Rezension
Deutsches Ärzteblatt, Jg. 104, Heft 26, 29. Juni 2007, Seite 1904
Lange dominierte in der historischen Forschung die Auffassung, das frühe Christentum habe nur wenige Spuren auf dem Sektor der Heilkunde hinterlassen. Dieser pauschalen These widerspricht Christian Flügel in seiner in Bochum angefertigten medizin-historischen Dissertation, die an der Schnittstelle von Klassischer Philologie, Kirchengeschichte und antiker Medizingeschichte angesiedelt ist. Sein Quellenkorpus umfasst 32 Inschriften in griechischer oder lateinischer Sprache aus dem dritten bis siebten Jahrhundert. Oft sind die überlieferten (samt deutscher Übersetzung wiedergegebenen) Texte kurz, bisweilen findet man jedoch auch längere Mitteilungen, wie die Folgenden: »Hier liegt die Levit Dionysius, von ehrenwerter Kunst, der auch die Pflicht erfüllte, die die Medizin gab. Seine geschulte Hand, von angenehmem Ruhm umfangen, verachtete es, dem schmutzigen Gewinn einer Entlohnung zu folgen (...) Er diente himmlischem Lob in treuem Geist (...) Seine bewundernswerte Kunst stärkte den Glauben, die Zierde seines Glaubens steigerte die Kunst.« Solche Zeugnisse setzt Flügel behutsam in den theologischen und medizinischen Kontext ihrer Entstehungszeit und führt, auch mit der Materie wenig vertrauten Lesen, mögliche Deutungen in eleganter und anschaulicher Weise vor.

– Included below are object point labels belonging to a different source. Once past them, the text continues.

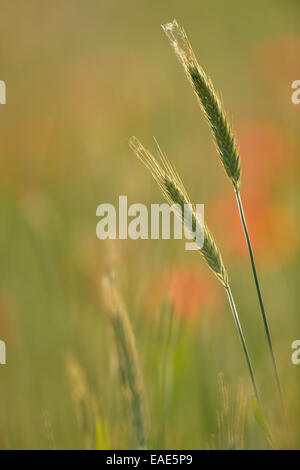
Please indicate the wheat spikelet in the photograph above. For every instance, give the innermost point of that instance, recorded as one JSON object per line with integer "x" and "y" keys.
{"x": 128, "y": 359}
{"x": 209, "y": 101}
{"x": 173, "y": 190}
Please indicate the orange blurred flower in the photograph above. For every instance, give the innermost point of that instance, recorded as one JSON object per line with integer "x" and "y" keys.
{"x": 186, "y": 288}
{"x": 266, "y": 154}
{"x": 273, "y": 230}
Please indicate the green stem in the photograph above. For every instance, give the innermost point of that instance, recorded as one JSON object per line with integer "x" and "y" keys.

Die Darstellung umfasst folgende Bereiche: Nächstenliebe und Seelsorge, kirchliches Frauenbild/kirchliche Ämter und der Beruf von Arzt beziehungsweise Ärztin, religiöse Überzeugungen und antike Ärzteschulen, Lebensschutz sowie Auferstehungsglaube. Dem Wandel moralischer Überzeugungen, etwa auf dem Gebiet der Sexualität, wird besonderes Gewicht gegeben. Wer die christlichen Ursprünge westlicher Medizin ausführlicher kennenlernen möchte, sollte zu Flügels kenntnisreicher Untersuchung greifen.